Step 4: Evaluate Test Loss and Accuracy

import matplotlib.pyplot as plt
import torch.nn.functional as F

# Initialize a list to store the individual losses
losses = []

# Evaluate the average MSE loss of the model on the test_dataset
model.eval()
total_test_loss = 0
num_test_samples = 0

with torch.no_grad():
    for features, labels in test_loader:
        for i in range(features.size(0)):
            # Extract individual feature and label

            # The unsqueeze(0) adds a batch dimension to the one-hot encoded label, 
            # making it compatible with the model's output shape.

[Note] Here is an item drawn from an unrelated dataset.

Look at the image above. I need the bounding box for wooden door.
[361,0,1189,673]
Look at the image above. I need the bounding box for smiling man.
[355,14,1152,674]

            single_feature = features[i].unsqueeze(0)  # Add batch dimension
            single_label = labels[i]

            # Forward pass
            prediction = model(single_feature)

            # The one-hot encoding converts the class label into a vector with only 0s and 1s.
            # For example, if the class label is 1 for the second class in a 3-class problem,
            # the one-hot encoding would be [0, 1, 0].

            # One-hot encode label and convert to float
            one_hot_label = F.one_hot(single_label, num_classes=3).float().unsqueeze(0)

            # Calculate MSE loss
            loss = F.mse_loss(prediction, one_hot_label)

            losses.append(loss.item())
            total_test_loss += loss.item()
            num_test_samples += 1

# Calculate average loss across all processed samples
if num_test_samples > 0:
    avg_test_loss = total_test_loss / num_test_samples
    print(f"\nAverage MSE loss on test set ({num_test_samples} samples): {avg_test_loss:.4f}")

    # Plot the losses as a line chart
    plt.figure(figsize=(10, 6))
    plt.plot(range(num_test_samples), losses, label='Sample-wise MSE Loss', color='tab:blue', linewidth=2)
    plt.xlabel("Sample Index")
    plt.ylabel("MSE Loss")
    plt.title("MSE Loss per Sample on Test Set")
    plt.legend()
    plt.grid(True)
    plt.tight_layout()
    plt.show()


Average MSE loss on test set (30 samples): 0.2255

Two things worth noting here!

It should not surprise us that the MSE is generally bad and that it doesn’t get any better. Each time we initialise our MLP, its with random weights and biases, so we expect the MSE to be somewhat sporadic.
Given that there are 3 classes of equal sizes, we expect on average to get about \(33%\) of the guesses right which is why our MSE has values around 0.2 to 0.3.